New Ohio Law Eases Liability Burden for Motor Carriers
- June 22, 2016 | By Martin J. Boetcher | Business & Employment | Contact the Author
Effective March 23, 2016, Ohio became the 43rd state to enact a law that prohibits certain types of indemnity agreements in motor carrier transportation contracts.
Ohio Revised Code §2305.52 now prohibits provisions in motor carrier transportation contracts that purport to require the motor carrier to indemnify, defend or hold harmless the shipper from any liability or loss resulting from the negligent or intentional acts or omissions of the shipper. Such agreements are now declared void as against public policy.
In the past, a contract between a motor carrier and a shipper required the motor carrier to indemnify the shipper for liability and damages even when the liability or damages was caused by some or all of the negligence of the shipper. This type of contract provision was inherently unfair to the motor carrier. As a result, Ohio has now become the 43rd state to forbid such unfair provisions in these types of contracts.
Even though the new statute prohibiting such indemnity agreements is currently in effect, motor carriers would be wise to still not sign contracts containing such indemnity provisions. The law is new in Ohio and might not cover every factual circumstance.

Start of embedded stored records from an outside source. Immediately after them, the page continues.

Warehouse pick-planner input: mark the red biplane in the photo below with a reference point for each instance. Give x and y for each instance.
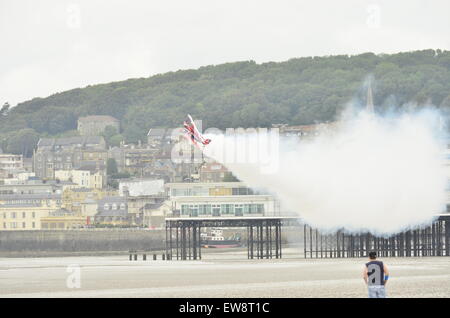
(193, 134)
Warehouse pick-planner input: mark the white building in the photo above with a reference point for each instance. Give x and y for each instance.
(83, 178)
(220, 199)
(141, 187)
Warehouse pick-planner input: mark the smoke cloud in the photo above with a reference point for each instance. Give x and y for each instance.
(381, 174)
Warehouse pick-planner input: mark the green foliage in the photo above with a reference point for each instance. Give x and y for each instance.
(242, 94)
(112, 136)
(229, 177)
(22, 142)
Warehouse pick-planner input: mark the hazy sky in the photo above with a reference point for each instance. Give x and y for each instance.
(49, 46)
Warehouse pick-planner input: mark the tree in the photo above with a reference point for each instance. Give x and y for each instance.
(4, 110)
(111, 167)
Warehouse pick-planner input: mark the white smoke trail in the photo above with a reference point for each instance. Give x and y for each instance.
(371, 173)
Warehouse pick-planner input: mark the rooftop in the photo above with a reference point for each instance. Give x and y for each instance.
(106, 118)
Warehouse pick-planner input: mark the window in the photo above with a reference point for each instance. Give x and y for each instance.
(227, 209)
(185, 209)
(193, 210)
(204, 209)
(216, 210)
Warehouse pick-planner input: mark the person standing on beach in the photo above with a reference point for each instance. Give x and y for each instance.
(376, 275)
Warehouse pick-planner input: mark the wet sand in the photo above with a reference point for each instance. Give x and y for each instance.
(219, 274)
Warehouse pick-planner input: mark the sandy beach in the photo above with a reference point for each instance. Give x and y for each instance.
(225, 274)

Rather, when presented with such contracts containing indemnity provisions, motor carriers should provide the shipper with a copy of the recently-enacted statute, Ohio Revised Code §2305.52, and ask the shipper to remove any provision that requires the motor carrier to indemnify, defend or hold harmless the shipper for loss or damage resulting from the negligence or intentional acts or omissions of the shipper.